Ratings for NBC's prime-time coverage of the Olympics' first night are down 20 percent from Sochi Olympics or 14 percent if cable and digital are added. Live streaming of opening ceremony is a minimalist experience.
, United States' Nathan Chen performs in the men's single short program team event at the 2018 Winter Olympics in Gangneung, South Korea, Friday, Feb. 9, 2018. (AP Photo/Julie Jacobson)
09 of February 2018 22:48:09
NEW YORK (AP) — Highlights from media coverage of the Pyeongchang Olympics:
RATINGS: An estimated 16 million people watched NBC's coverage of the first night of the Olympics, down 20 percent from the 20 million who watched the similar first night in Sochi in 2014. NBC said a total of 17.2 million experienced the Olympics if viewers of the NBCSN cable network and digital users are added in, which would make the decrease 14 percent. Four years ago, NBC didn't offer cable coverage or live streaming to compete with the network's prime-time coverage. Peak viewership came during Nathan Chen's skate during the team competition.

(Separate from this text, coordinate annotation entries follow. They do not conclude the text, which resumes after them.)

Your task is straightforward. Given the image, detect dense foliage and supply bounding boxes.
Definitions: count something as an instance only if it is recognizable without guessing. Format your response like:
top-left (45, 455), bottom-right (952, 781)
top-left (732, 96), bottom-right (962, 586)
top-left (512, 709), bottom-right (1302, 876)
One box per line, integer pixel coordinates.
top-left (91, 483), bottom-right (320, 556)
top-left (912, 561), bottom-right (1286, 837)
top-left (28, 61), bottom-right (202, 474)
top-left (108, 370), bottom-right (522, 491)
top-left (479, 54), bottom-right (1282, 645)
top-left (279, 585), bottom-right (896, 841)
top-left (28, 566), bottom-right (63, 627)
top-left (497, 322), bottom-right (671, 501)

OPENER: NBC's Olympic website offered the opening ceremony live, for those who wanted to enjoy a light show before breakfast (it started at 6 a.m. Eastern time in the U.S.). It was a minimalist experience, with full audio and pictures, but no announcers. As such, if you wanted to know who the dignitaries shaking hands in the stands were, or what a particular scene meant to symbolize, your guess was as good as anyone else's. Some shots needed no narration, like the excitement on the faces of Korean athletes marching in with a unified team of athletes from the north and south.
WALKIE-TALKIE: Surfing the Olympics web site turned up a priceless video of Olympics officials trying to retrieve a dropped walkie-talkie that was sliding down a ski slope. It took three tries for a man on skis to stop it, all captured for posterity in slow motion.